His tone echoed remarks on the one-year anniversary of the US Capitol attacks, reflecting a new White House calculus after a year focused on working with Republicans. Supporters of Mr Trump were attempting “a coup” on Jan 6 2021, Mr Biden said on Tuesday.
“Not a single Republican has displayed the courage to stand up to a defeated president to protect America’s right to vote,” he added. “Not one.”
Before Mr Biden spoke, there was a moment of solemnity as he and Kamala Harris, the vice-president, stood before King’s gravesite, with King’s family standing nearby, heads bowed.
Mr Biden and Ms Harris later spoke on the shared campus of Clark Atlanta University and Morehouse College, two historically black schools.

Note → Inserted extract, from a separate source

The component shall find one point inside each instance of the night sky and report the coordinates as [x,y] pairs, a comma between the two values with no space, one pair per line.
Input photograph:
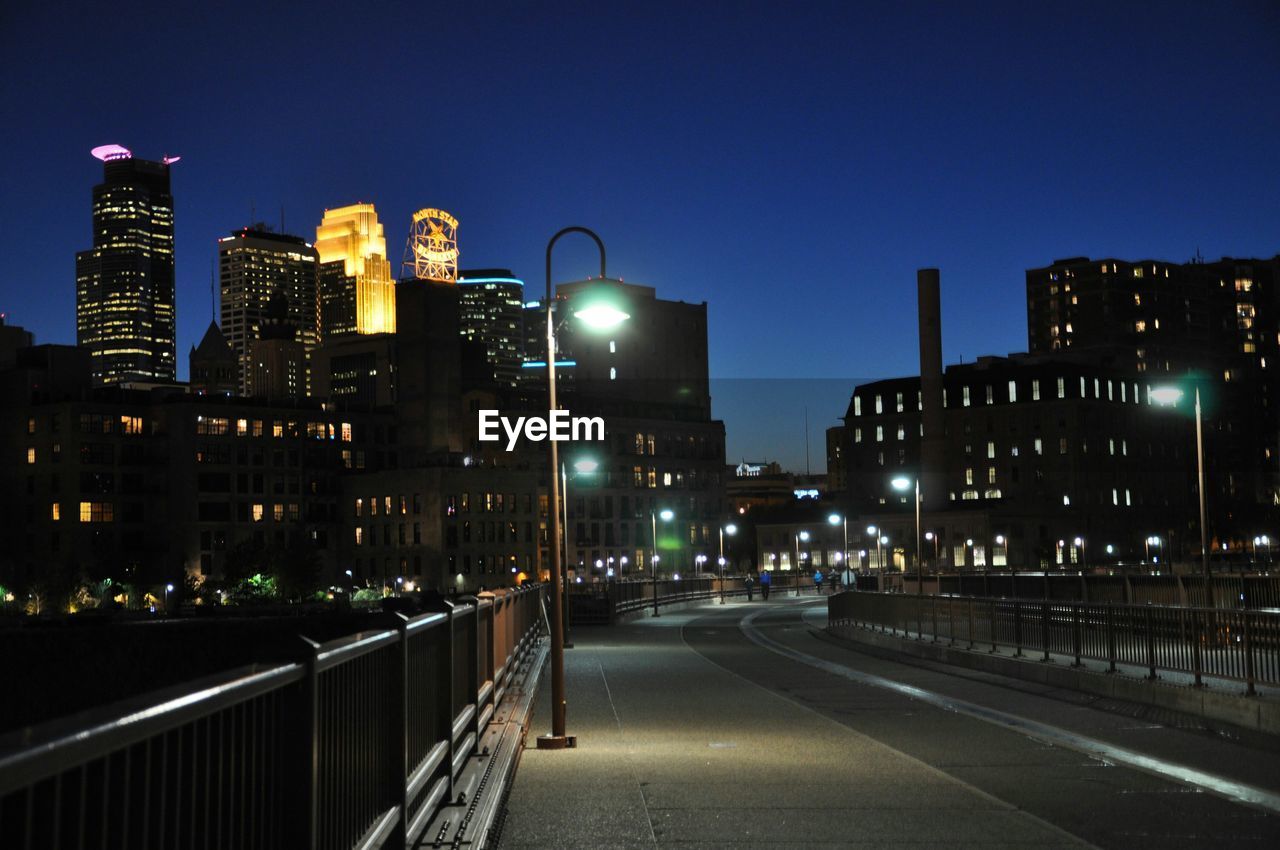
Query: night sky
[791,164]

Jesiah Osbourne, 21, a senior student at Morehouse who gave Mr Biden mixed reviews overall, said that he credits the president for pushing for a cornerstone civil right even in the absence of a clear legislative path.

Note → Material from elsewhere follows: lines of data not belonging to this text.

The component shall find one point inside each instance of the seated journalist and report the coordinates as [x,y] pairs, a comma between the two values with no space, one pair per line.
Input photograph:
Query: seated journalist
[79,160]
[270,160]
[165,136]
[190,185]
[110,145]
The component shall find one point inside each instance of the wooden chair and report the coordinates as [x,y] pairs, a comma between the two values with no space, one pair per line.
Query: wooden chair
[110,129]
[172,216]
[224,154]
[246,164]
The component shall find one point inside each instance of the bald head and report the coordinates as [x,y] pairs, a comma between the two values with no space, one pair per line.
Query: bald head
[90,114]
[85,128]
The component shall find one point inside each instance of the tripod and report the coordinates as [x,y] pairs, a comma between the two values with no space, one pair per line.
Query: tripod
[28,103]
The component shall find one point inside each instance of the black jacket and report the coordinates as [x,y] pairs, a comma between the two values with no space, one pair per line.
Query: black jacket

“It’s not going to happen overnight,” he said. “There’s no unity.”
Many activists say that Mr Biden should have done more during his first year in office to push for reforms, while some – including Georgia’s Stacey Abrams – did not attend his speech.
Mr Biden told reporters on Tuesday that he spoke to Ms Abrams, and despite a schedule mix-up, they are “on the same page”.
“The President deeply understands that Congress must pass” the voting rights bills “by whatever legislative means necessary”, said Ms Abrams.